The problem.

I'm a student. My professors are great at teaching, but their course materials are stuck in the past: scanned photocopies of handwritten notes from the 80s, image-only PDFs with no text layer, no copy-paste, no search. Dense physics, statics, fluid dynamics, differential equations, tensor notation, all locked inside blurry images. I tried the usual OCR tools. Tesseract chokes on ∂²u/∂x². Google Docs mangles integrals. Nothing really works for STEM content.

The idea.

So I built Palimpsest: a tool that takes those old scans and rewrites them as proper, structured, beautifully typeset LaTeX documents. Drop a PDF, get back a clean .tex source and a compiled .pdf. That's it. The name comes from the old manuscript pages that were scraped clean and rewritten over, which is basically what the tool does to a tired scan.

How it works.

Under the hood it's a small pipeline: extract pages at high DPI, clean them up with OpenCV (binarize, deskew, denoise), then send each page to a vision model that reads the formulas directly and produces LaTeX. A context layer keeps track of variables and notation across pages so equations stay consistent over a 50-page document.
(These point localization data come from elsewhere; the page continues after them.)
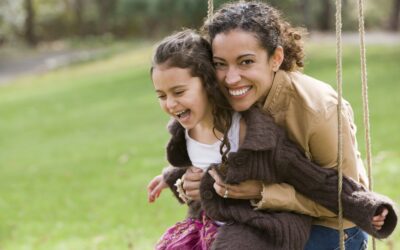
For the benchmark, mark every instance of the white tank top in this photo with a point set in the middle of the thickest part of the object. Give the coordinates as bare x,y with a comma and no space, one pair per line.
202,155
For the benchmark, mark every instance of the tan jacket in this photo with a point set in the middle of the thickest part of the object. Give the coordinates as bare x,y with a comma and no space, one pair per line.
307,108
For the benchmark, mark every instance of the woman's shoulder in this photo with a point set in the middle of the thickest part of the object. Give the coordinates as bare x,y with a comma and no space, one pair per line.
312,94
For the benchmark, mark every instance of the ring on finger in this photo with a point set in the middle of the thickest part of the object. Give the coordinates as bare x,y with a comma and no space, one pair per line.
226,192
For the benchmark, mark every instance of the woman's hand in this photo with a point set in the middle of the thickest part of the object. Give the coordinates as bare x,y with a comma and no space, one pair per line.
246,190
379,219
155,187
191,182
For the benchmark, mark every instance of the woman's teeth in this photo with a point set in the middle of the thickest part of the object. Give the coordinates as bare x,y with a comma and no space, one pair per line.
239,92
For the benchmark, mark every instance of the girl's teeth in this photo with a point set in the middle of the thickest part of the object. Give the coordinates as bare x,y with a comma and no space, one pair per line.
239,92
180,114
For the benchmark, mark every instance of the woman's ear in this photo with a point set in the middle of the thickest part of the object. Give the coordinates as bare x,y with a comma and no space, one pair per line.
277,58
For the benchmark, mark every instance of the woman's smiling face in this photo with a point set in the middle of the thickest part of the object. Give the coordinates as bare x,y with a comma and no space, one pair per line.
244,69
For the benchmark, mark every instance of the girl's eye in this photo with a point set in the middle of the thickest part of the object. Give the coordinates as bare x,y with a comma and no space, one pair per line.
246,62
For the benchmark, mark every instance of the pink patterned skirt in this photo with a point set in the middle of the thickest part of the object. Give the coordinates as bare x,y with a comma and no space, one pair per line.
190,234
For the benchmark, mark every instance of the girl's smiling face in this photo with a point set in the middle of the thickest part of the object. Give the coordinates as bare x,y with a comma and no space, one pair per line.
182,96
244,69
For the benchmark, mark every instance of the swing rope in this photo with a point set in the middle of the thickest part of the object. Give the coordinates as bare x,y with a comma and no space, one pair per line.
339,112
210,9
339,83
364,85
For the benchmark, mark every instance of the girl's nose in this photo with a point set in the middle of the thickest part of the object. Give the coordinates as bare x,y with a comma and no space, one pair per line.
171,103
Everything is then merged into a single .tex file and compiled with xelatex. There's a CLI for power users and a small web UI for everyone else: drag, drop, watch the pages get processed live, download the result.

Open source.

Palimpsest is free and open source under the MIT licence. I built it for myself, but it solves a problem a lot of students share, so I put it on GitHub for anyone who wants to use it, fork it, or contribute. Issues and PRs are welcome. If you're also stuck with terrible scanned PDFs, jump in. The repo is here: github.com/cmrabdu/Palimpsest.

I like the kind of small tools that quietly remove a daily friction.

Why I built it.

This one started as a weekend hack to make my own revisions easier and ended up being a proper little project, with a Docker image, a self-hosted deployment, and a roadmap I keep poking at. No profit, no startup, no catch. Just a way to make old knowledge accessible again.